Xu Gongjun, Wang Chun, Shang Zhuoran
School of Statistics, University of Minnesota, Minneapolis, Minnesota, USA.
Department of Psychology, University of Minnesota, Minneapolis, Minnesota, USA.
Br J Math Stat Psychol. 2016 Nov;69(3):291-315. doi: 10.1111/bmsp.12072.

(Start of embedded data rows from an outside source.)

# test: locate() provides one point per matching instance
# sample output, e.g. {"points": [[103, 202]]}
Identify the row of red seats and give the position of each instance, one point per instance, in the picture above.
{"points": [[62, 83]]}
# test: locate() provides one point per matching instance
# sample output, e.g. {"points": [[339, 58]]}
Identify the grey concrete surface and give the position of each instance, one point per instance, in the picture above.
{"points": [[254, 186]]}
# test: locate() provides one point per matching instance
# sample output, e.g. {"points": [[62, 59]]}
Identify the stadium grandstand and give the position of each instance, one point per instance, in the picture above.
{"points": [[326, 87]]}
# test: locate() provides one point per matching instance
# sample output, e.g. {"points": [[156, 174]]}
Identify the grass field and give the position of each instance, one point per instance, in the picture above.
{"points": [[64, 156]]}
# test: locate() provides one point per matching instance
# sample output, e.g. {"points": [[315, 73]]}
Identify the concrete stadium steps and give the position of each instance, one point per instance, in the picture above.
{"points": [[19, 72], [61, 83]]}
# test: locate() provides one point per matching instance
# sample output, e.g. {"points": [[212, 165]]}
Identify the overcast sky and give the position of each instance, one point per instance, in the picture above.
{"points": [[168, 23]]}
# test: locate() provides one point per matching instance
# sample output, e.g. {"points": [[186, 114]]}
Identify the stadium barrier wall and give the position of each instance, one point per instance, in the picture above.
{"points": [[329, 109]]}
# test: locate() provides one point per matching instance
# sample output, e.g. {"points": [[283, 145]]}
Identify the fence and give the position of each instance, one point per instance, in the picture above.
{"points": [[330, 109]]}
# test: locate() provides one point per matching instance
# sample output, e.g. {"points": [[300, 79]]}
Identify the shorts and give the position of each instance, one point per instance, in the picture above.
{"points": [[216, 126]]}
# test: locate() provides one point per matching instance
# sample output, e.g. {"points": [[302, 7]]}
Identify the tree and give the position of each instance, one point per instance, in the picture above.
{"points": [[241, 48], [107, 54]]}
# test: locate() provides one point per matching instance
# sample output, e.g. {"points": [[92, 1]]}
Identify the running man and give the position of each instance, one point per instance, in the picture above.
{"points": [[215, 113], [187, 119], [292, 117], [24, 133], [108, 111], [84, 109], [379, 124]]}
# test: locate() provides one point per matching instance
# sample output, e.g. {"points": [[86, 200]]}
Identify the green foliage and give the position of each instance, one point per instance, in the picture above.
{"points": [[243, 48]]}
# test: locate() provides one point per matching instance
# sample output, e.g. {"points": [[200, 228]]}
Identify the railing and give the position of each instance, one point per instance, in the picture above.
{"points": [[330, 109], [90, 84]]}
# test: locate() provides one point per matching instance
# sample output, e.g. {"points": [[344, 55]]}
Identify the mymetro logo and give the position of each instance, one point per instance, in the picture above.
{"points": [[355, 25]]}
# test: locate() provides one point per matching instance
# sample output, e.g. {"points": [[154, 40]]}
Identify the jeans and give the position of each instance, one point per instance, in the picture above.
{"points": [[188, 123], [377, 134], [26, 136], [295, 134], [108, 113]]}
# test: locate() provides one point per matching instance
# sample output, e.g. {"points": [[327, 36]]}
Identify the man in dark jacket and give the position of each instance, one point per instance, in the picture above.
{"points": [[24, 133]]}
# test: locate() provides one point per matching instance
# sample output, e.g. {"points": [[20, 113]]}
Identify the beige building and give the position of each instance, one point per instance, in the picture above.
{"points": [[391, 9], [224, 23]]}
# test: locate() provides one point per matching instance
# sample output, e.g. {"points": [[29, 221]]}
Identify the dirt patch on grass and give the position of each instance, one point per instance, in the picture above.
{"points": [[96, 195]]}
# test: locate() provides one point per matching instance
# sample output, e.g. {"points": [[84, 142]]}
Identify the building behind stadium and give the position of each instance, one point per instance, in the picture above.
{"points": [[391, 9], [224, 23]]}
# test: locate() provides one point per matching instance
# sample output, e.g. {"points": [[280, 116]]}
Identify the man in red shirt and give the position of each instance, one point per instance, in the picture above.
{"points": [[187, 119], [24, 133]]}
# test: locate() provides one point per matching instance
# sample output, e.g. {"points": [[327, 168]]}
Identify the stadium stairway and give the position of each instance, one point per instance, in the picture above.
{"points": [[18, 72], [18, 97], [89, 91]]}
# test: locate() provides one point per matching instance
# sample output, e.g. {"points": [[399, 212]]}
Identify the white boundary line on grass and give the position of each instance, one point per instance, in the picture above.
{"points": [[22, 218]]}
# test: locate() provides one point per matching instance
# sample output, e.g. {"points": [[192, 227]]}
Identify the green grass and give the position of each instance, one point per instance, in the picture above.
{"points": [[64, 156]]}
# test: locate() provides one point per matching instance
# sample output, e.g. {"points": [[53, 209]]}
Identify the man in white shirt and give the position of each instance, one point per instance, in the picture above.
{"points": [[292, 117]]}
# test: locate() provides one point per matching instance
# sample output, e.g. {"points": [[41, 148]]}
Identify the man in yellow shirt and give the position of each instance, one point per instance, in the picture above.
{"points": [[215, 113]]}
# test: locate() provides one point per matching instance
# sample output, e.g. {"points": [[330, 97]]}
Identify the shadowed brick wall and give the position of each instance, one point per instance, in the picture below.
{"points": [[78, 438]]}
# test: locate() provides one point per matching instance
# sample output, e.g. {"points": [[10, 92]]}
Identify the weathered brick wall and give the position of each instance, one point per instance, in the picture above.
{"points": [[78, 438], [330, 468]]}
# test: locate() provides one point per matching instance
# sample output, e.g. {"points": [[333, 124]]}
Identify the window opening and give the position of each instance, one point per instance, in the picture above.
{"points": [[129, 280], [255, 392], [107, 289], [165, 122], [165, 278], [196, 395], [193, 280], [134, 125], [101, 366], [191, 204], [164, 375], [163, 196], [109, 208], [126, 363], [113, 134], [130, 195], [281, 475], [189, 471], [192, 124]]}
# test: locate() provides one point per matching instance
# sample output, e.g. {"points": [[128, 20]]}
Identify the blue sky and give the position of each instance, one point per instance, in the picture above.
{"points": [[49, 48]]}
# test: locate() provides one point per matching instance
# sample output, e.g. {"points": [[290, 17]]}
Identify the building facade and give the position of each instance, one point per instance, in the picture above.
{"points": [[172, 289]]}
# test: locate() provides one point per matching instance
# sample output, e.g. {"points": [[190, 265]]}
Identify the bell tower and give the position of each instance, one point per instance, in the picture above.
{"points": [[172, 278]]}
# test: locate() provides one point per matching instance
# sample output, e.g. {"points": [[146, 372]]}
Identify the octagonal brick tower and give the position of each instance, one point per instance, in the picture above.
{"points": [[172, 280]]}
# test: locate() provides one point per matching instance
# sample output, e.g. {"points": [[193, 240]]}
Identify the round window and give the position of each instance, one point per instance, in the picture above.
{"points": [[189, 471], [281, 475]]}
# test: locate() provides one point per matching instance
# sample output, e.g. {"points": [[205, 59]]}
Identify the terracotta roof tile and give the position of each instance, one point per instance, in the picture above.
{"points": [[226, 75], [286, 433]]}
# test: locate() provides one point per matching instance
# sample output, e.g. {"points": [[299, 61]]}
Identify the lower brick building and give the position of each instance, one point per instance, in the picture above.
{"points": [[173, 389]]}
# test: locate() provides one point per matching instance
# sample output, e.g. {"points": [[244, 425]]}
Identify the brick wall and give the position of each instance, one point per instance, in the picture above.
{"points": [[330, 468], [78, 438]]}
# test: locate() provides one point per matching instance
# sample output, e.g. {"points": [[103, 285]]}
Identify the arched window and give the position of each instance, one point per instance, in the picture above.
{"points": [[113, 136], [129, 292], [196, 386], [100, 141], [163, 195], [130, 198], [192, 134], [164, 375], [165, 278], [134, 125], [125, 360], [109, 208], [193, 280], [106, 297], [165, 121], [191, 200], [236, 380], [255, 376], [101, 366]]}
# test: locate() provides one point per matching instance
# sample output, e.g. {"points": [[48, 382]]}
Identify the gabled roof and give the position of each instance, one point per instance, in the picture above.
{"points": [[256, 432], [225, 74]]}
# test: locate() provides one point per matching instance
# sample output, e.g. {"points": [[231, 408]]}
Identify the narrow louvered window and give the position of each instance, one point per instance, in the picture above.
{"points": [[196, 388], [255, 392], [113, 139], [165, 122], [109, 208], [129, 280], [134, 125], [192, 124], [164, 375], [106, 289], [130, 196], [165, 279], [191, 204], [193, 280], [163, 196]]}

There has recently been much interest in computerized adaptive testing (CAT) for cognitive diagnosis. While there exist various item selection criteria and different asymptotically optimal designs, these are mostly constructed based on the asymptotic theory assuming the test length goes to infinity. In practice, with limited test lengths, the desired asymptotic optimality may not always apply, and there are few studies in the literature concerning the optimal design of finite items. Related questions, such as how many items we need in order to be able to identify the attribute pattern of an examinee and what types of initial items provide the optimal classification results, are still open. This paper aims to answer these questions by providing non-asymptotic theory of the optimal selection of initial items in cognitive diagnostic CAT. In particular, for the optimal design, we provide necessary and sufficient conditions for the Q-matrix structure of the initial items. The theoretical development is suitable for a general family of cognitive diagnostic models. The results not only provide a guideline for the design of optimal item selection procedures, but also may be applied to guide item bank construction.
最近,计算机自适应测试(CAT)在认知诊断方面备受关注。虽然存在各种项目选择标准和不同的渐近最优设计,但这些大多是基于渐近理论构建的,假设测试长度趋于无穷大。在实际应用中,由于测试长度有限,期望的渐近最优性可能并不总是适用,并且文献中很少有关于有限项目最优设计的研究。相关问题,例如为了能够识别考生的属性模式我们需要多少个项目,以及哪种类型的初始项目能提供最优分类结果,仍然没有答案。本文旨在通过提供认知诊断CAT中初始项目最优选择的非渐近理论来回答这些问题。特别是,对于最优设计,我们给出了初始项目Q矩阵结构的充要条件。理论发展适用于一般的认知诊断模型族。这些结果不仅为最优项目选择程序的设计提供了指导方针,还可用于指导题库建设。